MASSLAB transforms Bragança water treatment plant into dynamic public space in Portugal

Lisbon: MASSLAB has just won the competition for the new roof of Bragança’s Water Treatment Plant in Portugal. Integrating public use of this infrastructure, which until now only serves a functional purpose, the project showcases adding value to existing infrastructure by rethinking them.

Blending architecture, landscaping, and urban design to transform this structure into a vibrant public space, MASSLAB seeks to change the perception of water treatment facilities in urban settings. By reimagining the roof as a livable infrastructure, the project transforms the purely functional roof into an engaging and integral part of the urban fabric.

The competition-winning proposal introduces recreational, educational, and cultural elements and focuses on the comprehensive urban rehabilitation of the landscape. The initiative aims to combat the negative perception commonly associated with Water Treatment facilities by addressing basic disinfection and deodorization needs while transforming the structure into an engaging activation in the city fabric. Additionally, the scheme promotes new leisure and educational areas with the goal of fostering interest in water preservation and treatment.

Due to its diverse program, the project features multiple access points. The flexibility of the spaces allows for school visits or events, offering different possibilities of use and transforming simple paths into places of encounter and social interaction. The educational objective is achieved by creating a dynamic between the public and private spaces of the infrastructure, creating visual contact between the livable planted roof and the inside workings of the water treatment system. To enhance the urban integration with the site, existing accesses were maintained and enriched with viewpoints and pedestrian paths.

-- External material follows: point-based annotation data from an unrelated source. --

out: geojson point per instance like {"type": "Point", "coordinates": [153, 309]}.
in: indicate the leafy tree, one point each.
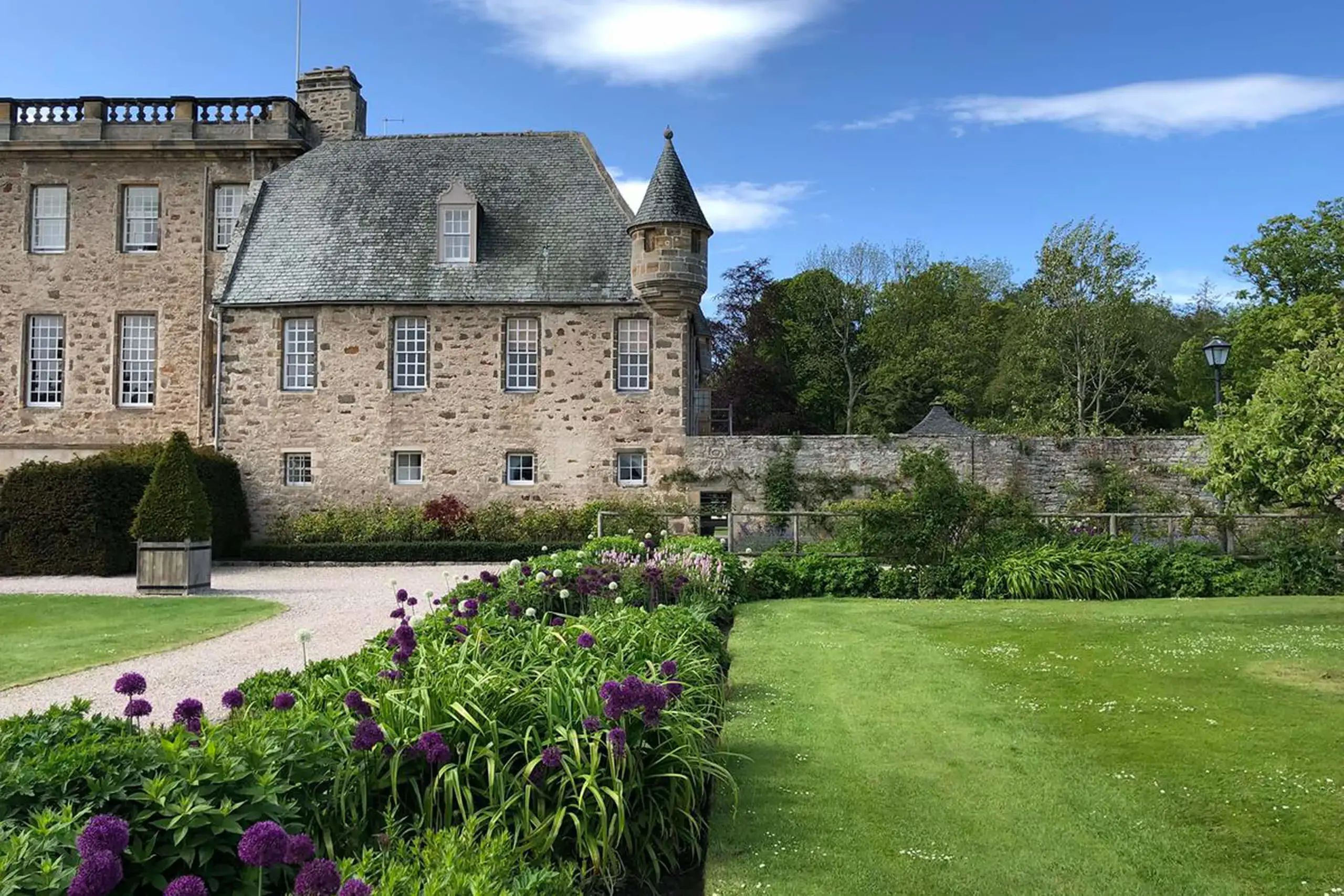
{"type": "Point", "coordinates": [1092, 289]}
{"type": "Point", "coordinates": [174, 507]}
{"type": "Point", "coordinates": [1295, 257]}
{"type": "Point", "coordinates": [1285, 446]}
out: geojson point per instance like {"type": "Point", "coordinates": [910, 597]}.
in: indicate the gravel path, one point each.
{"type": "Point", "coordinates": [342, 606]}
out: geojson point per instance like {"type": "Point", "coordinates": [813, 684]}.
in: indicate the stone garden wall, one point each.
{"type": "Point", "coordinates": [1052, 471]}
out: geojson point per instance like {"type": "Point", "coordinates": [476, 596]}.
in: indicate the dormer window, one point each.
{"type": "Point", "coordinates": [457, 226]}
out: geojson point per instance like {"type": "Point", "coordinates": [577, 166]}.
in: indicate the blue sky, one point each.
{"type": "Point", "coordinates": [971, 125]}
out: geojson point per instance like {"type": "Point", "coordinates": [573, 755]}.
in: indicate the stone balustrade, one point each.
{"type": "Point", "coordinates": [120, 119]}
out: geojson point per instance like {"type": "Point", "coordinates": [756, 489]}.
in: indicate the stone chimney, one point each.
{"type": "Point", "coordinates": [332, 101]}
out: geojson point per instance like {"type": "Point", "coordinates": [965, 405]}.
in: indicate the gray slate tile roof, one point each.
{"type": "Point", "coordinates": [940, 422]}
{"type": "Point", "coordinates": [670, 198]}
{"type": "Point", "coordinates": [356, 222]}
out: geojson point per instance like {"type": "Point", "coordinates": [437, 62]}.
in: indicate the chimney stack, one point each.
{"type": "Point", "coordinates": [332, 102]}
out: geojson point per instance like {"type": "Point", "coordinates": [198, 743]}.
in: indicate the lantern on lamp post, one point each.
{"type": "Point", "coordinates": [1215, 354]}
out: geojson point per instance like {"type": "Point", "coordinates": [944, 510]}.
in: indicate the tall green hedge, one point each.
{"type": "Point", "coordinates": [75, 519]}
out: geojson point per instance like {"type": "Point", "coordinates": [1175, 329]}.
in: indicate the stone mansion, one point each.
{"type": "Point", "coordinates": [350, 318]}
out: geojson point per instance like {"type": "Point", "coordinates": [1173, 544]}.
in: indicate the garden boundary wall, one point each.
{"type": "Point", "coordinates": [1050, 471]}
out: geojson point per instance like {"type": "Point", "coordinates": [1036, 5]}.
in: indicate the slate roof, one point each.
{"type": "Point", "coordinates": [355, 220]}
{"type": "Point", "coordinates": [940, 422]}
{"type": "Point", "coordinates": [670, 198]}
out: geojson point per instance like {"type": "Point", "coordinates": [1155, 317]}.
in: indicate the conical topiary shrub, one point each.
{"type": "Point", "coordinates": [174, 507]}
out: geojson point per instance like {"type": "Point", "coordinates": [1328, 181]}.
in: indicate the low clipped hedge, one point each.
{"type": "Point", "coordinates": [75, 518]}
{"type": "Point", "coordinates": [397, 551]}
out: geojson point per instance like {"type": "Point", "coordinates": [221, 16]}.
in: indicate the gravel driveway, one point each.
{"type": "Point", "coordinates": [342, 606]}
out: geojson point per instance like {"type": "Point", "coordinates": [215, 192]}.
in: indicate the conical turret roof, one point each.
{"type": "Point", "coordinates": [670, 198]}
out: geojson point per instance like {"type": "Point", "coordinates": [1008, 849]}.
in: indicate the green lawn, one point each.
{"type": "Point", "coordinates": [45, 635]}
{"type": "Point", "coordinates": [1166, 747]}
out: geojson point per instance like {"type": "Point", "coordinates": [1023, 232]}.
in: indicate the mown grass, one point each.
{"type": "Point", "coordinates": [1166, 747]}
{"type": "Point", "coordinates": [44, 636]}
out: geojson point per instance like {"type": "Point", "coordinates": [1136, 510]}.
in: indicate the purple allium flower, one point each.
{"type": "Point", "coordinates": [187, 710]}
{"type": "Point", "coordinates": [355, 703]}
{"type": "Point", "coordinates": [368, 735]}
{"type": "Point", "coordinates": [432, 746]}
{"type": "Point", "coordinates": [318, 878]}
{"type": "Point", "coordinates": [264, 844]}
{"type": "Point", "coordinates": [104, 833]}
{"type": "Point", "coordinates": [136, 708]}
{"type": "Point", "coordinates": [187, 886]}
{"type": "Point", "coordinates": [299, 849]}
{"type": "Point", "coordinates": [131, 684]}
{"type": "Point", "coordinates": [99, 875]}
{"type": "Point", "coordinates": [355, 887]}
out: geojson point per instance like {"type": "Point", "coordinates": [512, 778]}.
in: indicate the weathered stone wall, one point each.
{"type": "Point", "coordinates": [92, 282]}
{"type": "Point", "coordinates": [464, 424]}
{"type": "Point", "coordinates": [1047, 469]}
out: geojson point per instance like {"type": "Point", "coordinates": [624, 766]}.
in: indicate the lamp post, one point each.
{"type": "Point", "coordinates": [1215, 354]}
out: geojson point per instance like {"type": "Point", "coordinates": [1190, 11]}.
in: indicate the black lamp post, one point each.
{"type": "Point", "coordinates": [1215, 352]}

The design also includes a walkway along the Fevença River, directly connecting the building to the watercourse, promoting an ongoing interaction between the natural and built worlds. Additionally, the updated roofing design enhances the structure of the existing plant by incorporating square geometric shapes integrated within the new greenery, providing both aesthetic and practical functionality. These squares offer versatility for how the space can be utilized, adaptable to permanent fixtures or temporary setups. The concrete structure, with its foundations elevated on pillars, is carefully planned to minimize disruption to the current construction and surrounding landscape, emphasizing a cost-effective approach that preserves the natural environment.

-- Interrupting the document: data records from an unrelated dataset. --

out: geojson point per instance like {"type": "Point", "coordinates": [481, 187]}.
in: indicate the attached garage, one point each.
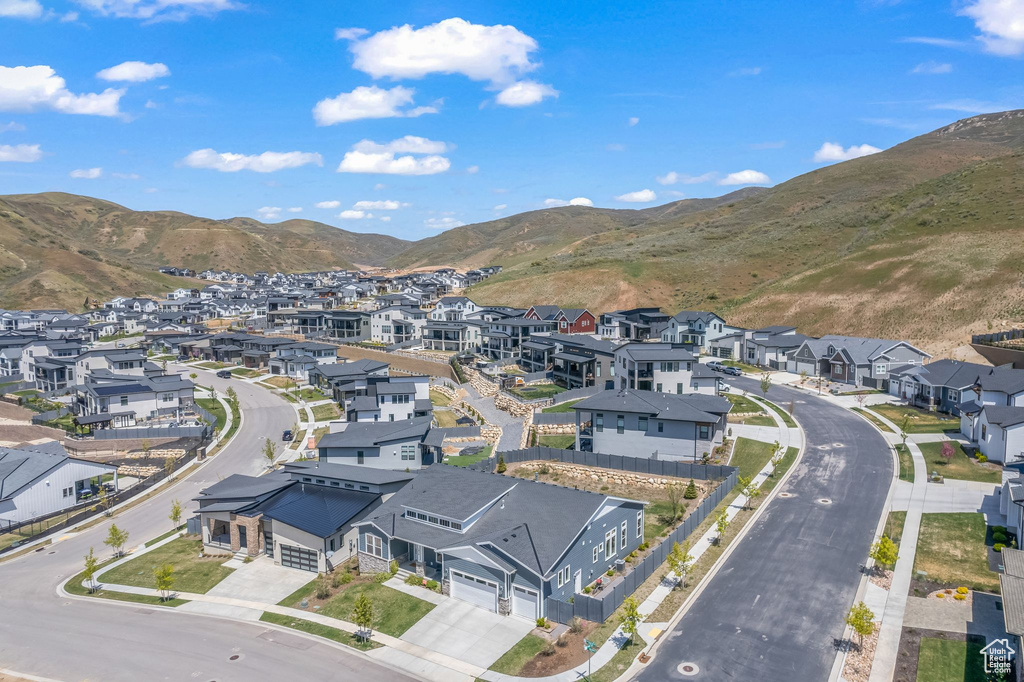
{"type": "Point", "coordinates": [524, 602]}
{"type": "Point", "coordinates": [298, 557]}
{"type": "Point", "coordinates": [476, 591]}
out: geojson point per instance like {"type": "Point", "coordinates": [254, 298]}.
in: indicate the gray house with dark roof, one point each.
{"type": "Point", "coordinates": [503, 544]}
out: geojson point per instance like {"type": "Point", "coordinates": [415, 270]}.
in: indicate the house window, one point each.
{"type": "Point", "coordinates": [375, 546]}
{"type": "Point", "coordinates": [609, 544]}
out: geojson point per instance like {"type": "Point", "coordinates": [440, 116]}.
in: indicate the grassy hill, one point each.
{"type": "Point", "coordinates": [55, 249]}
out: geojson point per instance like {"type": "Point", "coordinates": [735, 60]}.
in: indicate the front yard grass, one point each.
{"type": "Point", "coordinates": [325, 412]}
{"type": "Point", "coordinates": [561, 440]}
{"type": "Point", "coordinates": [561, 407]}
{"type": "Point", "coordinates": [921, 421]}
{"type": "Point", "coordinates": [751, 456]}
{"type": "Point", "coordinates": [961, 466]}
{"type": "Point", "coordinates": [951, 550]}
{"type": "Point", "coordinates": [950, 661]}
{"type": "Point", "coordinates": [308, 627]}
{"type": "Point", "coordinates": [192, 572]}
{"type": "Point", "coordinates": [535, 391]}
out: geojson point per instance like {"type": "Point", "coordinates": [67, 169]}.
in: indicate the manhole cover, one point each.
{"type": "Point", "coordinates": [688, 669]}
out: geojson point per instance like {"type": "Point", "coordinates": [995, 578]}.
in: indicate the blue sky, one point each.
{"type": "Point", "coordinates": [412, 118]}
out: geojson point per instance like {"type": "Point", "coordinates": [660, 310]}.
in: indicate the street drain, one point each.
{"type": "Point", "coordinates": [688, 669]}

Urban revitalization requires architects and designers to reimagine current spacing, integrating multifunctional elements that transform neglected areas into communal and cultural hubs. In other similar news, WXCA Architects has just unveiled the design for a new “green district of the future,” situation on a former FSO car factor site in Warsaw. Similarly, SO-IL has recently revealed the design for a new arts campus in the Stanton Yards marina on the Detroit River, revitalizing a 110-year-old church, bakery, and former industrial site.